Des ongles qui se fendent, s’effritent ou se brisent facilement : ce phénomène, désigné sous le terme médical d’onychoschizie, touche de nombreuses personnes. Dans la grande majorité des cas, il est bénin et résulte de facteurs externes ou de déséquilibres internes qu’il est possible d’identifier.

Une carence en fer souvent en cause

Le fer joue un rôle central dans la production d’hémoglobine et le renouvellement cellulaire. Un déficit de ce minéral se traduit fréquemment par un affaiblissement de la tablette unguéale : les ongles deviennent mous, se dédoublent et cassent plus aisément.
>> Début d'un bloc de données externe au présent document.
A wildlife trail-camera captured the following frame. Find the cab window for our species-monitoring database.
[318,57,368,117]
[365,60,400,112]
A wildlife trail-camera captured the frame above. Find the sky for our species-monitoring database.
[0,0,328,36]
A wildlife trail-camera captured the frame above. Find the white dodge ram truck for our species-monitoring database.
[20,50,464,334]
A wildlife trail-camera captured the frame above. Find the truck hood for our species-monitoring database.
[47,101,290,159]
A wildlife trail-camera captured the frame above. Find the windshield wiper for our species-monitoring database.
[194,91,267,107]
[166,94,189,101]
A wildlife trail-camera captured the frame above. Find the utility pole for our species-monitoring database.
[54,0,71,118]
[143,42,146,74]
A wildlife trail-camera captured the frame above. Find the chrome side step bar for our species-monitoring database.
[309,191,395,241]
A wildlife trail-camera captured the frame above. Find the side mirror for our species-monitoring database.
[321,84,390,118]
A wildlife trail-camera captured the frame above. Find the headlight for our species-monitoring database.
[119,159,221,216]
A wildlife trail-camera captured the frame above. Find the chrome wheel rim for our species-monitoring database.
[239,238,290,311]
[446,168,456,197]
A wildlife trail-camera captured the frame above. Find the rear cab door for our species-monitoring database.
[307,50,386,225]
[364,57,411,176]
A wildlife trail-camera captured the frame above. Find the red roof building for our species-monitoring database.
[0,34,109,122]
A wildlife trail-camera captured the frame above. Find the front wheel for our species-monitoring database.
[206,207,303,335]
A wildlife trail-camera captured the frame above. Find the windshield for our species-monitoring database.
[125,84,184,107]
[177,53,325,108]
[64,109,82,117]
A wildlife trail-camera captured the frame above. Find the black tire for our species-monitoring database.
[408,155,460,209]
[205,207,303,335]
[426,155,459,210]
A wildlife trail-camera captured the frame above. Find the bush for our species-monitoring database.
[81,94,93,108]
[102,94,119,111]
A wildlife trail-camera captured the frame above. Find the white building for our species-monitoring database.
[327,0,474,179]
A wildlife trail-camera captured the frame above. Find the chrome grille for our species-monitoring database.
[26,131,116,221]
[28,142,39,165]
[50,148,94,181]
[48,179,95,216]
À ce signe peuvent s’ajouter une fatigue inhabituelle, un essoufflement ou une pâleur de la peau.

L’impact des troubles thyroïdiens

Un dysfonctionnement de la glande thyroïde, en particulier une hypothyroïdie, peut également altérer la résistance des ongles. Lorsque la sécrétion d’hormones thyroïdiennes est insuffisante, le métabolisme général ralentit, ce qui retentit sur la qualité de la kératine. Les ongles deviennent alors plus secs, se fissurent et leur croissance se trouve ralentie.

L’humidité répétée, un facteur mécanique

Les contacts fréquents et prolongés avec l’eau fragilisent la structure de l’ongle. Le phénomène d’absorption suivie de déshydratation altère la cohésion des couches de kératine, provoquant une usure prématurée et un dédoublement. C’est un risque notamment pour les personnes qui travaillent en milieu humide ou qui pratiquent des activités aquatiques de manière intensive.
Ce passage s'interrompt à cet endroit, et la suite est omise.